The bankruptcy code defines an individual or couple’s monthly expenses using national and local standards for basic necessities, as well as Internal Revenue Service (IRS) expense tables for federal income tax purposes in the debtor’s area of legal residence. In addition to housing, food and transportation costs, specifically defined expenses include "reasonably necessary health insurance, disability insurance, and health savings account expenses" for the debtor and his or her spouse and dependents. Monthly expenses of the bankruptcy applicant do not include any payments for debts.
Judicial Resolution of Complex Bankruptcy Disputes
The recent Supreme Court case, Ransom v. F.I.A. Card Services, involved a Chapter 13 petitioner who had named FIA as an unsecured creditor. In compiling information for his bankruptcy petition, he listed among his assets a car that he owned outright with no car loan or lease payments. To determine his allowable expenses, he specified a car-ownership deduction at the allowed maximum as well as a separate deduction for the costs of car operation and maintenance.
FIA objected to the inclusion of the car ownership deduction, which would have reduced his disposable income over the duration of the 60-month bankruptcy repayment plan by $28,000. The U.S. Bankruptcy Court for the District of Nevada agreed, and its judgment was affirmed by the Bankruptcy Appellate Panel and the U.S. Circuit Court of Appeals for the Ninth Circuit.
The Supreme Court agreed to review the case, and focused its analysis on section 707(b) of the Bankruptcy Code, which provides that a debtor is not allowed to claim all monthly expenses, but only "applicable" expenses. The Court defined applicable to mean "appropriate, relevant, suitable or fit," and in the bankruptcy context the Court concluded that this meant that a debtor must have actual costs related to the category of deduction.
A nearly unanimous Supreme Court held that the category of car-ownership deductions "encompasses the costs of a car loan or lease and nothing more," and concluded that the petitioner could not claim the deduction because he had no lease or financing payments. The lone dissenter, Justice Antonin Scalia, took the side of the bankruptcy petitioner, a position that had also been followed by three other U.S. Courts of Appeal. Justice Scalia noted that the majority’s interpretation of applicable "produces a situation in which a debtor who owes only a single remaining payment on his car gets the full allowance."
Arizona Bankruptcy Attorneys Help Clients Get a Handle on Financial Complexities
The common characteristic of all meaningful long-term debt relief strategies is that they require a thorough look at the hard numbers behind a couple or individual’s financial situation.

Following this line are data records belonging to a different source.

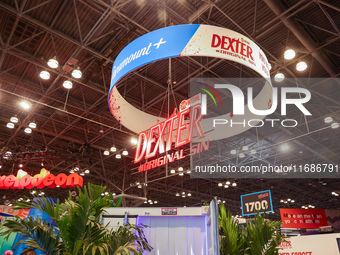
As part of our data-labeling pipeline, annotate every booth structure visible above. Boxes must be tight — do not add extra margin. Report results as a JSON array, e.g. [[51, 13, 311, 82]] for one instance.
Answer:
[[102, 202, 220, 255]]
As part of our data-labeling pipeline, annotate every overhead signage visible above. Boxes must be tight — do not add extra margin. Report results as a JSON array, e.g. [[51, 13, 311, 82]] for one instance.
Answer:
[[280, 208, 328, 229], [0, 168, 83, 190], [0, 206, 29, 218], [108, 24, 272, 141], [161, 208, 177, 215], [241, 190, 273, 216]]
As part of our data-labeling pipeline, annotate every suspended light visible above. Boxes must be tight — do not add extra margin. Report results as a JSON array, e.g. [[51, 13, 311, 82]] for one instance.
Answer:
[[103, 150, 110, 155], [101, 193, 104, 196], [137, 185, 142, 188], [232, 182, 237, 187], [72, 67, 82, 78], [176, 193, 180, 196], [170, 169, 176, 174], [115, 154, 121, 159], [324, 117, 333, 123], [24, 127, 32, 134], [28, 122, 37, 129], [182, 195, 185, 198], [280, 199, 284, 203], [186, 170, 191, 174], [70, 170, 74, 174], [291, 200, 295, 203], [154, 201, 158, 204], [41, 162, 44, 166], [239, 153, 245, 158], [80, 172, 85, 176], [110, 146, 117, 152], [331, 123, 339, 129], [178, 167, 183, 171], [268, 63, 272, 70], [250, 149, 256, 154], [287, 198, 291, 201], [74, 167, 79, 171], [20, 101, 30, 109], [280, 143, 289, 152], [10, 116, 18, 123], [242, 146, 248, 151], [226, 181, 231, 185], [113, 193, 116, 196], [122, 150, 128, 156], [104, 192, 109, 195], [179, 172, 184, 176], [47, 57, 59, 68], [7, 122, 15, 129], [230, 149, 237, 155], [19, 164, 23, 168], [84, 169, 90, 174], [63, 80, 73, 89], [224, 185, 229, 188], [274, 73, 285, 82], [144, 201, 147, 203], [284, 49, 296, 60], [187, 193, 192, 196], [39, 70, 50, 80], [296, 61, 307, 71], [131, 137, 138, 145], [218, 182, 223, 187]]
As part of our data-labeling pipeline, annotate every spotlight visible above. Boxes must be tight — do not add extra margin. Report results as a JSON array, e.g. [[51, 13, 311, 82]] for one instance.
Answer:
[[122, 150, 128, 156], [324, 117, 333, 123], [47, 57, 59, 68], [63, 80, 73, 89], [296, 61, 307, 71], [274, 73, 285, 82], [284, 49, 296, 60], [103, 150, 110, 156], [20, 101, 30, 109], [115, 154, 121, 159], [40, 70, 50, 80], [110, 146, 117, 152], [280, 143, 289, 152], [29, 122, 37, 129], [6, 122, 15, 129], [131, 138, 138, 145], [10, 116, 18, 123], [24, 128, 32, 134], [331, 123, 339, 129], [72, 67, 82, 78]]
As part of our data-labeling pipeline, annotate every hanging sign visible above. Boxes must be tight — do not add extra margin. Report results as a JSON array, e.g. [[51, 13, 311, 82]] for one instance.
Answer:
[[280, 208, 328, 229], [0, 168, 83, 190], [108, 24, 272, 141], [241, 190, 273, 216], [0, 206, 29, 218]]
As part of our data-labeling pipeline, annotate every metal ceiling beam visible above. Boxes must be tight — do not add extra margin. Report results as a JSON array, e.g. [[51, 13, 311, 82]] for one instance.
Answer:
[[263, 0, 337, 77]]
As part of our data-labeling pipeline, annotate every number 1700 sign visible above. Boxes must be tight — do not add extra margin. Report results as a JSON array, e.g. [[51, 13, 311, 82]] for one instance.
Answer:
[[241, 190, 273, 216]]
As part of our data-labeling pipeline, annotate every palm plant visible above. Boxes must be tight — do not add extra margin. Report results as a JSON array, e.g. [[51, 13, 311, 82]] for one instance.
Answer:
[[0, 183, 151, 255], [219, 203, 286, 255]]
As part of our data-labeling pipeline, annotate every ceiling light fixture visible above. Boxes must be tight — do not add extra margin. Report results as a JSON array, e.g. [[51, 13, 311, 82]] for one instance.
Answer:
[[218, 182, 223, 187], [224, 184, 229, 188], [20, 101, 30, 109], [103, 150, 110, 156], [47, 57, 59, 68], [176, 193, 180, 196], [110, 146, 117, 152], [187, 170, 191, 174], [280, 143, 289, 152], [178, 167, 183, 171], [122, 150, 128, 156], [131, 137, 138, 145], [296, 61, 307, 71], [274, 73, 285, 82], [230, 149, 237, 155], [324, 117, 333, 123], [10, 116, 18, 123], [242, 146, 248, 151], [63, 80, 73, 89], [80, 173, 85, 176], [170, 169, 175, 174], [179, 172, 184, 176], [6, 122, 15, 129], [28, 122, 37, 129], [24, 127, 32, 134], [284, 49, 296, 60], [226, 181, 231, 185], [72, 67, 82, 78], [84, 169, 90, 174], [250, 149, 256, 154], [239, 153, 245, 158], [331, 123, 339, 129], [232, 182, 237, 187], [40, 70, 50, 80], [115, 154, 121, 159]]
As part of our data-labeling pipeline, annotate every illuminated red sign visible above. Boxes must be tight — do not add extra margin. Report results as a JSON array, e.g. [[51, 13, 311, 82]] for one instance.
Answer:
[[0, 168, 83, 189], [135, 95, 209, 172], [280, 208, 328, 229]]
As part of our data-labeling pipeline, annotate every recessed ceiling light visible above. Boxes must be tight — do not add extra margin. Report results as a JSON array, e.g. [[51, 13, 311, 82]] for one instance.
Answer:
[[296, 61, 307, 71], [63, 80, 73, 89], [284, 49, 296, 60], [274, 73, 285, 82], [40, 70, 50, 80]]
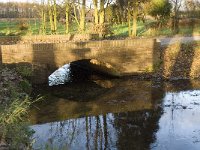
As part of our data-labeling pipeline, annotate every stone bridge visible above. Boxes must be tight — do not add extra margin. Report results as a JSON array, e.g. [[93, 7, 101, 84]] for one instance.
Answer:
[[0, 38, 161, 84]]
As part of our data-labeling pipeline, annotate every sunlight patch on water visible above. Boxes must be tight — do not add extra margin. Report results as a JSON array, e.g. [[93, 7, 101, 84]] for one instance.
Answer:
[[151, 90, 200, 150], [48, 64, 71, 86]]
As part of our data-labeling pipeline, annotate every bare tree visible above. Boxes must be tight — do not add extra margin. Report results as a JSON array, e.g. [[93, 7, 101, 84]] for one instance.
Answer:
[[170, 0, 182, 33]]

A debt relief lawyer can help a client understand the pros and cons of every option, including the significance of deductibility of expenses for Chapter 7 and Chapter 13 means tests.

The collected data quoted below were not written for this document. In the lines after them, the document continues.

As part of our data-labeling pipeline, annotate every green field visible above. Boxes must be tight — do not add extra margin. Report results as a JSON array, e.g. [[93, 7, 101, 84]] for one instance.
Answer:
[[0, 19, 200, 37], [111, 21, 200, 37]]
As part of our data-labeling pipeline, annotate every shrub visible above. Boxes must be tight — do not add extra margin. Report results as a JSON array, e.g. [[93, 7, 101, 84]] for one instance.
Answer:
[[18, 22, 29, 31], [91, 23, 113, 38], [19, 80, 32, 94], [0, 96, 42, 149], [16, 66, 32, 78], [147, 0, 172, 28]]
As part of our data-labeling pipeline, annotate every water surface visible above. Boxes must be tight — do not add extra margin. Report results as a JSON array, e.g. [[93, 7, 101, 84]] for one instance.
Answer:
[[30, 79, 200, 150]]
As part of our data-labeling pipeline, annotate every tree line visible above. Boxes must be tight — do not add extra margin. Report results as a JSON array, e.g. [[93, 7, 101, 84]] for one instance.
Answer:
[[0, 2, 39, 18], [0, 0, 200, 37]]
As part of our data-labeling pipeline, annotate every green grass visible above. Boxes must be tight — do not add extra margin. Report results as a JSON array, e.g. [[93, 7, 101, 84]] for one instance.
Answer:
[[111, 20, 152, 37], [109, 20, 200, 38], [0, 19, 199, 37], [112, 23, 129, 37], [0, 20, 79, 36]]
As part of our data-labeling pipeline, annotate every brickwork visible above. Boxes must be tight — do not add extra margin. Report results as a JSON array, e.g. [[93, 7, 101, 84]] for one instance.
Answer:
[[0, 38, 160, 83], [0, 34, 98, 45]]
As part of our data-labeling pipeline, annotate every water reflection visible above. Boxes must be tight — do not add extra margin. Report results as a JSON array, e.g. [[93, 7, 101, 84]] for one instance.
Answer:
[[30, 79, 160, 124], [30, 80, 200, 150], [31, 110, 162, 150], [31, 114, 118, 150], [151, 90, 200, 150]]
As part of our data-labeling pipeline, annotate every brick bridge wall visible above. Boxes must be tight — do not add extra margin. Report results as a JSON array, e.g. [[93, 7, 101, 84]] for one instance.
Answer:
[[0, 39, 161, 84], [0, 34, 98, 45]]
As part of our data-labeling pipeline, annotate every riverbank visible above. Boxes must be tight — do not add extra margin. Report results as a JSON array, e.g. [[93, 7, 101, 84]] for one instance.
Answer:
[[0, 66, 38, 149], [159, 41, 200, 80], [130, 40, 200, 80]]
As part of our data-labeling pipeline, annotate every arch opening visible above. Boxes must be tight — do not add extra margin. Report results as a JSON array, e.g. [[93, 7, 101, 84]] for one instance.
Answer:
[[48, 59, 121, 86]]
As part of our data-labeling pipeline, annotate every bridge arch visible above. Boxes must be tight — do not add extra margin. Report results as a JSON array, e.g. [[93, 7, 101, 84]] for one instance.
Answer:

The Supreme Court’s recent decision regarding vehicle-ownership expenses could have significant implications for a client who considers pursuing a Chapter 7 or Chapter 13 bankruptcy. A Phoenix bankruptcy lawyer can explain precisely why this may be so under a client’s unique circumstances. For those who fail to qualify for Chapter 7 liquidation, a clear understanding of the latest legal developments can provide a clearer assessment of the advantages of a Chapter 13 reorganization, including the effect on mortgage foreclosure and a host of other debt-related issues.